Sends an email if WWW page content has changed. Quickstart:
source env/bin/activate
nohup ./webwatcher.py >> nohup.out 2>&1 &
Steps:
- preparations (see below)
- it visits a page "searchOnPage" with many links, selecting the first link with a specific link text "searchForLinkText"
- then it downloads that "pageToWatch" HTML body, hashes it with sha256sum, compares the hash to last time
- if the hash has changed, it sends an email
- goto 2.
python3 -m venv env
source env/bin/activate
pip install --upgrade pip
pip install requests BeautifulSoup4 html5lib
fill in webpage search and SMTP parameters in the config_personal.py
that you copy from the config.py
template.
For a clean situation, just remove the fingerprint.sha256
file.

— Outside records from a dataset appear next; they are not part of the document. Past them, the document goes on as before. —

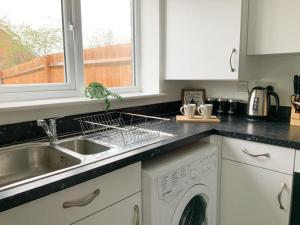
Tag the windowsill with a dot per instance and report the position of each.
(46, 103)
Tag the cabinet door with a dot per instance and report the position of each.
(249, 195)
(274, 27)
(126, 212)
(200, 38)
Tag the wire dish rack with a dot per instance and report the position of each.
(122, 129)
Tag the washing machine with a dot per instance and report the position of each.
(181, 187)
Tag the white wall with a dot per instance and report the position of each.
(278, 69)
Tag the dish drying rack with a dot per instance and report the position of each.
(121, 129)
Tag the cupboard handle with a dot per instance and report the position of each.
(83, 201)
(279, 196)
(230, 60)
(136, 210)
(253, 155)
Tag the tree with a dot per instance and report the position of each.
(41, 41)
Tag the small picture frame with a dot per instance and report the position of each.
(196, 96)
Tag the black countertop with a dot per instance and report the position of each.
(275, 133)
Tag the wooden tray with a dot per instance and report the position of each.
(197, 119)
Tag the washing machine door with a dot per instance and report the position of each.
(193, 208)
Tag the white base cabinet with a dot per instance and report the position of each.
(249, 195)
(256, 183)
(112, 197)
(126, 212)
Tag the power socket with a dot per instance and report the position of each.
(242, 86)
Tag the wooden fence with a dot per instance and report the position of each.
(110, 65)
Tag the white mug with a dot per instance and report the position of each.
(188, 110)
(205, 110)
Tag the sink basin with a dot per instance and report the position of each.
(29, 162)
(84, 147)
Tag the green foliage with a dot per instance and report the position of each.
(96, 90)
(40, 41)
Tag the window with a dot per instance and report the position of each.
(108, 42)
(60, 46)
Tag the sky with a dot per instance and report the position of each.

Try this until you get it working:
source env/bin/activate
./webwatcher.py
at "sleeping ..." press CTRL-C to exit. Now you are good to go for the nohup longrunner above.
If the smtpserver connection times out, your machine might be firewalled, try this manually
telnet smtpserver 465
until you get a connection like this
Trying smtpserver ...
Connected to smtpserver.
Escape character is ...
Some cloudproviders also have such a policy: "SMTP ports blocked for security reasons. To enable them ... click ... enable SMTP ports."
Once that telnet command works, you'll manage. Typos in login name, or password, ... the usual.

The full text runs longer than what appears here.